Making uploads is barely cheaper than literally keeping physical humans alive after AIs have fully solidified their power I think, maybe 0-3 OOMs more expensive or something, so I don’t think non-consensual uploads are that much of the action. (I do think rounding humans up into shelters is relevant.)
(To answer your direct Q, re: “Have you ever seen someone prominent pushing a case for “optimism” on the basis of causal trade with aliens / acaual trade?”, I have heard “well I don’t think it will actually kill everyone because of acausal trade arguments” enough times that I assumed the people discussing those cases thought the argument was substantial. I’d be a bit surprised if none of the ECLW folks thought it was a substantial reason for optimism. My impression from the discussions was that you & others of similar prominence were in that camp. I’m heartened to hear that you think it’s insubstantial. I’m a little confused why there’s been so much discussion around it if everyone agrees it’s insubstantial, but have updated towards it just being a case of people who don’t notice/buy that it’s washed out by sale to hubble-volume aliens and who are into pedantry. Sorry for falsely implying that you & others of similar prominence thought the argument was substantial; I update.)
(I mean, I think it’s a substantial reason to think that “literally everyone dies” is considerably less likely and makes me not want to say stuff like “everyone dies”, but I just don’t think it implies much optimism exactly because the chance of death still seems pretty high and the value of the future is still lost. Like I don’t consider “misaligned AIs have full control and 80% of humans survive after a violent takeover” to be a good outcome.)

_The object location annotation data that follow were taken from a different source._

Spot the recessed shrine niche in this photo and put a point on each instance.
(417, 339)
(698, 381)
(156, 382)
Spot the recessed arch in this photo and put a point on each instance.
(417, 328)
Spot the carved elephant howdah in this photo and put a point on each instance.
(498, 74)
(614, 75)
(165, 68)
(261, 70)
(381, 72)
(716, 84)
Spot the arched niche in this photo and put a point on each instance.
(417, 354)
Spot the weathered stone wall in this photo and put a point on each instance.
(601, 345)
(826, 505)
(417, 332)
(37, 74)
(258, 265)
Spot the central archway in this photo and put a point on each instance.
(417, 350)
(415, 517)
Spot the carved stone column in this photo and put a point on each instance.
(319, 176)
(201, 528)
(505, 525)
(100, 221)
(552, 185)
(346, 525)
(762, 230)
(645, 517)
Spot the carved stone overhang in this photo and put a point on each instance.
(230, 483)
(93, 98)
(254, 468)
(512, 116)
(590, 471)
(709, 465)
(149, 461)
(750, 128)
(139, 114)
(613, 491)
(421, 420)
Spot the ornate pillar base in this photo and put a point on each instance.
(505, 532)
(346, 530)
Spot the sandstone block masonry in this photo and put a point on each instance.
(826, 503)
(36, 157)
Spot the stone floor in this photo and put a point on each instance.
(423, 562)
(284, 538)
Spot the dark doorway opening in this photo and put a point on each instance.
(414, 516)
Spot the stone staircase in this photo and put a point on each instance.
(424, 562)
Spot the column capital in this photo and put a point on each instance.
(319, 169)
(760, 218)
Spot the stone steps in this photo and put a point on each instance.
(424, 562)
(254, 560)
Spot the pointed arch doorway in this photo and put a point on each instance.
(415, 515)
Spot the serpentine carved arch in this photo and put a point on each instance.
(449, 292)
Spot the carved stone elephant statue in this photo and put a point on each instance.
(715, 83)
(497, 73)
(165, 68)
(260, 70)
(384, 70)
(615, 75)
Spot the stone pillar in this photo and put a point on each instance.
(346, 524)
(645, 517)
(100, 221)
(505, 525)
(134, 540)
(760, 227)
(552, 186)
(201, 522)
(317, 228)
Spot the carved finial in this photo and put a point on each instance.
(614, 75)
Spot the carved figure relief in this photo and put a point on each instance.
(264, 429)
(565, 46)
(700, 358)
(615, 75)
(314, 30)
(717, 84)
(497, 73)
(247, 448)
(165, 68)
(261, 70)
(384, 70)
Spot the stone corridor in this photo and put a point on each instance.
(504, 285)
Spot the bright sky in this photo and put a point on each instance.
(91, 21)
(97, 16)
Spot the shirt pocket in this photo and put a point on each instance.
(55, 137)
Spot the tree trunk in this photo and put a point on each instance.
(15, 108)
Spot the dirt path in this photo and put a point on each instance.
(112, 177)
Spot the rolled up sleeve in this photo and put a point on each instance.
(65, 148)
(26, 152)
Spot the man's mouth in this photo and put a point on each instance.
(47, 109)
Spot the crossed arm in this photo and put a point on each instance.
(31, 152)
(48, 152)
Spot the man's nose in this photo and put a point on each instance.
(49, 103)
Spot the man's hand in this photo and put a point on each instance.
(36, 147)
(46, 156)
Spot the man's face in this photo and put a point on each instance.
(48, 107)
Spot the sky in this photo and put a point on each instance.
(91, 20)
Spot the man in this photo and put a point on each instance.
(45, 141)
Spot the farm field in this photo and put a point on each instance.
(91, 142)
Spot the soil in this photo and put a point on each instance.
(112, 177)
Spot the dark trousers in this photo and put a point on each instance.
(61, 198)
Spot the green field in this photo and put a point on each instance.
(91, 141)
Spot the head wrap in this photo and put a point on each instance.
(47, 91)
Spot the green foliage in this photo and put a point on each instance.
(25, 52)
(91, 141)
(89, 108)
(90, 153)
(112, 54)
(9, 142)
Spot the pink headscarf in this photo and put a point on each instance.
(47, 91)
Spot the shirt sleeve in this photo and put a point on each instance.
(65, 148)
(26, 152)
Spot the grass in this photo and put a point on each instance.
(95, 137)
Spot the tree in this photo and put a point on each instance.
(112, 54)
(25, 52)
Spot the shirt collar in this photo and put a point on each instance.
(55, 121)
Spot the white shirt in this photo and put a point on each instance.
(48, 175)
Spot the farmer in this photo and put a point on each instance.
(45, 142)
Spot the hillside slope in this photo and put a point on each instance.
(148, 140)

Nit, but I think some safety-ish evals do run periodically in the training loop at some AI companies, and sometimes fuller sets of evals get run on checkpoints that are far along but not yet the version that’ll be shipped. I agree this isn’t sufficient of course
(I think it would be cool if someone wrote up a “how to evaluate your model a reasonable way during its training loop” piece, which accounted for the different types of safety evals people do. I also wish that task-specific fine-tuning were more of a thing for evals, because it seems like one way of perhaps reducing sandbagging)

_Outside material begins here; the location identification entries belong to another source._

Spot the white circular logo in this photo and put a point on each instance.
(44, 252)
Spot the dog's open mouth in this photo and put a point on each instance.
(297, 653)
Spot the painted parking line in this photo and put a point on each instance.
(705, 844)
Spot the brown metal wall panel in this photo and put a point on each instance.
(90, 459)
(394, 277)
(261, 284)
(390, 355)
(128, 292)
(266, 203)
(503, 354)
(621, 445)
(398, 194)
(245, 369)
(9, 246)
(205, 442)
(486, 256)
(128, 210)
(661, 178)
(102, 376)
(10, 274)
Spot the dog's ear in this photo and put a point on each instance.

Fwiw I do just straightforwardly agree that “they might be slightly nice, and it’s really cheap” is a fine reason to disagree with the literal title. I have some odds on this, and a lot of model uncertainty about this.
A thing that is cruxy to me here is that the sort of thing real life humans have done is get countries addicted to opium so they can control their economy, wipe out large swaths of a population while relocating the survivors to reservations, carving up a continent for the purposes of a technologicaly powerful coalition, etc.
Superintelligences would be smarter that Europeans and have an easier time doing things we’d consider moral, but I also think Europeans would be dramatically nicer than AIs.
I can imagine the “it’s just sooooo cheap, tho” argument winning out. I’m not saying these considerations add up to “it’s crazy to think think they’d be slightly nice.” But, it doesn’t feel very likely to me.